The art to the opening set is both straight ahead and maddeningly vague: How do you play for a crowd that hasn’t arrived yet? When Vrika, a Madrid DJ and producer, went behind the decks at Espacio Perpendicular, one of the city’s standout nightclubs, he answered it slowly, peering into his crates and finding a bottomless pit. The session, immortalized in the 95 Open Tabs mix series, is a spine-tingling exploration of ambience and disorientation, often without so much as a drum break to anchor it all. The first proper drum line arrives after nearly an hour of deep-space ambient music, and the contrast lands with enough force to crack the set in two. Once the percussion hits, though, 95OT 004 lands in queasier territories still, straddling the line between heart-in-throat drum-and-bass and chilly ambience, with Vrika finding a common ground in their low-oxygen atmospheres.

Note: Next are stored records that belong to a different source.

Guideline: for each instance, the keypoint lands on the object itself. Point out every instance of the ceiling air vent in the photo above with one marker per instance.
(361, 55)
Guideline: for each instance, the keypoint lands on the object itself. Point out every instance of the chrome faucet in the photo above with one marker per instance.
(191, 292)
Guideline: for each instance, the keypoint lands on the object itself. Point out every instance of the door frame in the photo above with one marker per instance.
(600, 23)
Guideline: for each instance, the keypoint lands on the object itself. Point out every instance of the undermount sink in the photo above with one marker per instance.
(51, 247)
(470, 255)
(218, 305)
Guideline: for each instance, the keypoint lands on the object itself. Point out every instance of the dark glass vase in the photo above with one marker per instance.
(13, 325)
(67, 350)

A few hours later, Serious Cut—another Madrid DJ—took the reins. Even if there were four DJs between him and the opener, his session feels of a piece with Vrika’s set: Both zero-gravity and high-pressure, drawing up disorientation with a draftsman’s precision. If Vrika found the space between ambient music, drones, and drum-and-bass, then Serious Cut took that latter part most seriously, injecting negative space into breakbeats rather than the other way around. The result is a three-hour dive into depth-charge dance music, all alien synths, unidentifiable silhouettes, and scraped-metal percussion; it’s blood-pumping and blood-curdling in equal measure. There’s a huge variety of sounds here, albeit all landing within a pretty specific range—whip-cracking drum-and-bass, scorched-earth techno, metallic ambience, dystopian jungle—but Serious Cut’s commitment to steely-eyed dance music keeps the whole thing stitched up.